What About Cross-Country Flights?
Chan is up front about where the Velis Electro fits into his flight school operation—as a pre-solo trainer complemented by the Electro’s traditionally powered Virus, with a Rotax 912 S3 engine—for the cross-country portion of the syllabus.
He maintains that the current Velis Electro serves as an intermediate step that allows aviation training organizations (ATOs) to reduce costs and carbon footprint on the way to a zero-emissions world sometime in the future.

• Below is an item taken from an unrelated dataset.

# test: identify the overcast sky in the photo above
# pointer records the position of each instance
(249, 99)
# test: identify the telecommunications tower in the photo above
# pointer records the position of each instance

He’s adding to this with a plan to incorporate solar energy into Right Rudder Aviation’s physical plant in the near term. While he trailered the Velis Electro back to Inverness from Lakeland after the show, he could have made the flight comfortably, in his estimation—he just had too many airplanes to move in the post-event shuffle.
But What About the Recharge?
If there’s one big obstacle to using the Velis Electro in its current mode, it’s the delay incurred by needing to charge the battery fully between flights, a process that takes between one and two hours, depending on the outlet and charging unit used. While a one-hour turnaround isn’t out of line—given the time it often takes to call the fuel truck and make the debrief/re-brief exchange typical at many schools—two hours makes for a long wait between lessons.
Swapping out battery packs is a future solution to this, or staggering lessons between the Velis Electro and its traditionally powered partner. But it still feels like it would work well—for now—in a boutique operation rather than a high-volume ATO or university program.
The Velis Electro features an empty weight of about 940 pounds (with batteries). Maximum weight is an artificially limited 1,320 lbs, when operated as an S-LSA in the U.S. Because of its EASA provenance and certification, it likely has room to grow beyond that. But Chan wouldn’t say yet.
For This Moment
The Velis Electro is fun to fly, with benign handling characteristics, and should adapt well into a primary training curriculum. Will its specific application be enough for early-adopting schools to take it on? That may be answered in part by the strong interest Chan says was expressed by such organizations at Sun ‘n Fun this year.
All told, we need these intermediate steps in order to make progress on our path towards sustainable aviation. I have a feeling this challenge is ripe for an S-curve leap in technology—or more creative solutions such as the one currently in progress with Pipistrel.